The recommendations came at a webinar on the impact of the COVID-19 pandemic on Bangladesh RMG sector, jointly organised by the France Bangladesh Chamber of Commerce and Industry and the Policy Research Institute of Bangladesh (PRI).
Foreign secretary Masud bin Momen attended the discussion as the chief guest while Bangladesh ambassador to France Kazi Imtiaz Hossain was the special guest.
CCIFB president made the opening remarks while PRI executive director Dr Ahsan H Mansur chaired the event.

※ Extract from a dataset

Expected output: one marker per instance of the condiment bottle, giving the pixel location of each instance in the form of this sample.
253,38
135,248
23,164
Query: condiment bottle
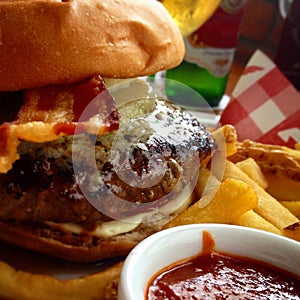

“Bangladesh needs to shorten its lead time by developing its backward linkage industries,” Dr. Mansur said while making his presentation on ‘Assessing the Impact of Covid-19 on the Bangladesh RMG Sector.’
The current dependence on imports of MMF, industrial machinery, chemicals, inefficient port facilities and customs processing has resulted in much longer shipping time compared with rivals’, he noted.
More than 70 per cent exports is concentrated on five basic items while 74 per cent items are cotton-based and 83 per cent exports are destined to the European Union and North America, he said.
Due to this concentration on low-value added items, Bangladesh’s per unit price is very low, he added.
While the global market share of MMF products has increased from 28 per cent to 40 per cent, in Bangladesh, its share has declined or remained unchanged, he said.
Investing heavily in backward linkages should be a key priority in the post-pandemic recovery efforts.
Bangladesh should strive for heavy investment in digitising the process and transforming the value chain to address the post-Covid challenges.
Seeking investment from France, he said, should be an issue for discussion to attract French companies interested to move out of China.
Youngone Corporation chairman and chief executive officer Kihak Sung agreed, saying, “FDI is very important for the RMG sector in Bangladesh as foreign investment will bring in new technology,”
Multinational companies, who are interested in shifting from China, prefer Vietnam since the Southeast Asian nation has no ‘discrimination’ towards FDI.
He told the discussion that his company exports $100 million to France annually and it lost 25 per cent of its business in the country in the last fiscal year due to the coronavirus pandemic.
“We are suffering a lot due to the drastic fall in consumption in the global market,” he noted.
Echoing Mr Mansur’s thought, Decathlon Sports Bangladesh chief executive officer Deepak Dsouza stressed the need for reducing lead time as a short-term measure and product diversification to synthetics as a medium-term measure, saying global demands for such artificial items are growing rapidly.
His company imported products worth $500 million in the last fiscal from 60 Bangladeshi factories that employ about 0.1 million people.
“Though COVID 19 has posed huge challenges for business, we are committed to taking all orders from Bangladesh and shipments are going on,” he said.
Bangladeshi suppliers faced problems in France as two brands cancelled their orders after filing for bankruptcy, said president of the Bangladesh Garment Manufacturers and Exporters Association or BGMEA Dr Rubana Huq.
Underlying the importance of ethical buying practice, she said that meeting the payment obligations by buyers could ensure the wellbeing of garment workers.
The BGMEA leader, however, proposed the formation of an unemployment fund to support the workers who are at risk of losing jobs due to the pandemic.
Speaking at the webinar, Mr Momen said the government is working on grabbing a share of investment flying out of China.
Explaining the havoc caused by Covid-19, Kazi Imtiaz Hossain expressed the fear that consumers’ purchasing power might not be the same as it was before Covid and it might take up to 2022 for recovery.